A somewhat surprising take on empire was offered by TROND OVE TØLLEFSEN (Florence). He started out with a “schlager” from the Cologne carnival of 1948: “Wir sind die Eingeborenen von Trizonesien” (“We are the natives of Trizonesia”). Tøllefsen traced the imperial mindset that the British displayed during their occupation in post-Second World War Germany. He argued that “imperial ideas” not only distinguished the British occupation from the others in Germany but also provoked specific tensions with the political elites of the early Federal Republic.

The lectures of JANE BURBANK and FREDERICK COOPER (New York) were among the highlights of the conference. Their combined opening lecture discussed the ideas of “Eurasia” and “Eurafrica”. Both concepts stood for “trans-national, trans-continental visions” of alternative configurations of an imperial Europe with “more inclusionary cultural and political linkages” to the non-European world. While Cooper’s “Eurafrica” referred to French attempts to tie their declining empire into the making of a European community in the late 1940s and 1950s, Burbank’s “Eurasia” presented an idea emerging from the tensions between Russia and Europe and pursued in various forms by Russian intellectuals and politicians from the early twentieth century on.

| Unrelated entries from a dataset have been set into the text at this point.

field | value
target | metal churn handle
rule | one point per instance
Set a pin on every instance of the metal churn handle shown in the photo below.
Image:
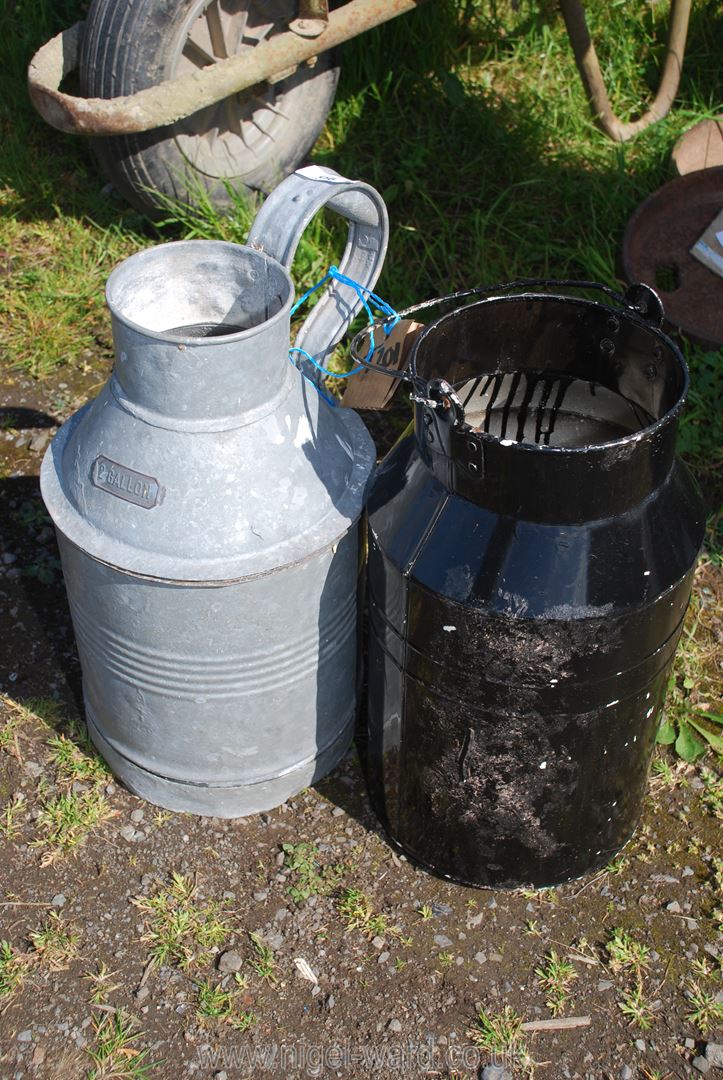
(279, 227)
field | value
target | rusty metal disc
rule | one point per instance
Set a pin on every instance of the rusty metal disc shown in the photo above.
(700, 147)
(656, 250)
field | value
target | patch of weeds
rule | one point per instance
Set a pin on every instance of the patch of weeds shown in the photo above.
(311, 879)
(66, 821)
(500, 1035)
(632, 1004)
(11, 813)
(12, 968)
(9, 737)
(712, 795)
(690, 721)
(115, 1056)
(706, 1011)
(102, 984)
(74, 764)
(358, 913)
(56, 943)
(264, 963)
(214, 1003)
(626, 954)
(179, 923)
(556, 976)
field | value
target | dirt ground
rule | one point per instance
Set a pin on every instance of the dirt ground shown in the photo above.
(332, 956)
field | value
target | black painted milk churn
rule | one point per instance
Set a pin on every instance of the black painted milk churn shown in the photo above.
(208, 505)
(531, 550)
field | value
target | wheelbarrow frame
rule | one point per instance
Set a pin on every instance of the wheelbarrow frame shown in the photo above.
(315, 31)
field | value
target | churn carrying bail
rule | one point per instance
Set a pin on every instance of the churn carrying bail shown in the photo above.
(208, 505)
(531, 554)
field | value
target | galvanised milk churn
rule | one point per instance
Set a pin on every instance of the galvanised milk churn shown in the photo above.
(532, 545)
(206, 505)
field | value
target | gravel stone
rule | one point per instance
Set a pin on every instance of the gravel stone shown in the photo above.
(229, 961)
(714, 1054)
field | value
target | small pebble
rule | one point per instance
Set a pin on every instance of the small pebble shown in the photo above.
(229, 961)
(714, 1054)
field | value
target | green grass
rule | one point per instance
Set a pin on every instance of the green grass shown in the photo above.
(12, 969)
(215, 1003)
(55, 943)
(556, 977)
(181, 927)
(115, 1055)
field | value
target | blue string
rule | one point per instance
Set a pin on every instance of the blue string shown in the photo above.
(367, 298)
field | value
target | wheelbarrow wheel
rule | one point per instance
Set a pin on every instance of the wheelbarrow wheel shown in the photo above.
(250, 140)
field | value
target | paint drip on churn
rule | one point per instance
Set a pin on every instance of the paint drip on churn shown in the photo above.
(532, 544)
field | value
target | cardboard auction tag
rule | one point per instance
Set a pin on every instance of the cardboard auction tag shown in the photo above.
(370, 389)
(709, 248)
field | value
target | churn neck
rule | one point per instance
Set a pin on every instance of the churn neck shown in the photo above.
(200, 334)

In a second lecture, Burbank outlined a “trans-imperial” history of “Europe and beyond” in the nineteenth century. While empire controlled, as she argued, communication modes and the making or preventing of connections, it also allowed space for diverging political imaginations. Especially intermediaries, as was stressed, played a central role in transmitting and often manipulating imperial power.

Cooper elaborated further on the attempted reforms of the French Union after the Second World War in his second lecture. Placing emphasis on the voices from the French colonies in Africa, he interpreted negotiations about the future of the Union not so much as an attempt to “escape from empire but to reconfigure” it. The question of citizenship provided a particularly interesting point of study as it could serve the interests of actors in the metropole as much as the actors on the periphery.

It would be easy to criticize the conference with its broad title of “Ideologies of Empire” for a lack of coherence and the absence of any attempt to test one clearly defined approach to study empires. It was nonetheless more than just a showcasing of the colonial and imperial history being practiced at the European University Institute.

In the final discussion, Wagner concluded that throughout the conference empire had not been constructed as space dominated by the polarity between center and periphery but instead portrayed as a space “making possible overlapping and contradicting identities, mobile and changing solidarities and interests”. Among the analytical gains of such a perspective, he argued, was the “pluralized agency” that can be observed within empires. The cases presented demonstrated how in empires power was exercised through various layers of intermediaries reaching from capitals down to distant local contexts. As a form of political organization, empires proved to be flexible and remarkably durable.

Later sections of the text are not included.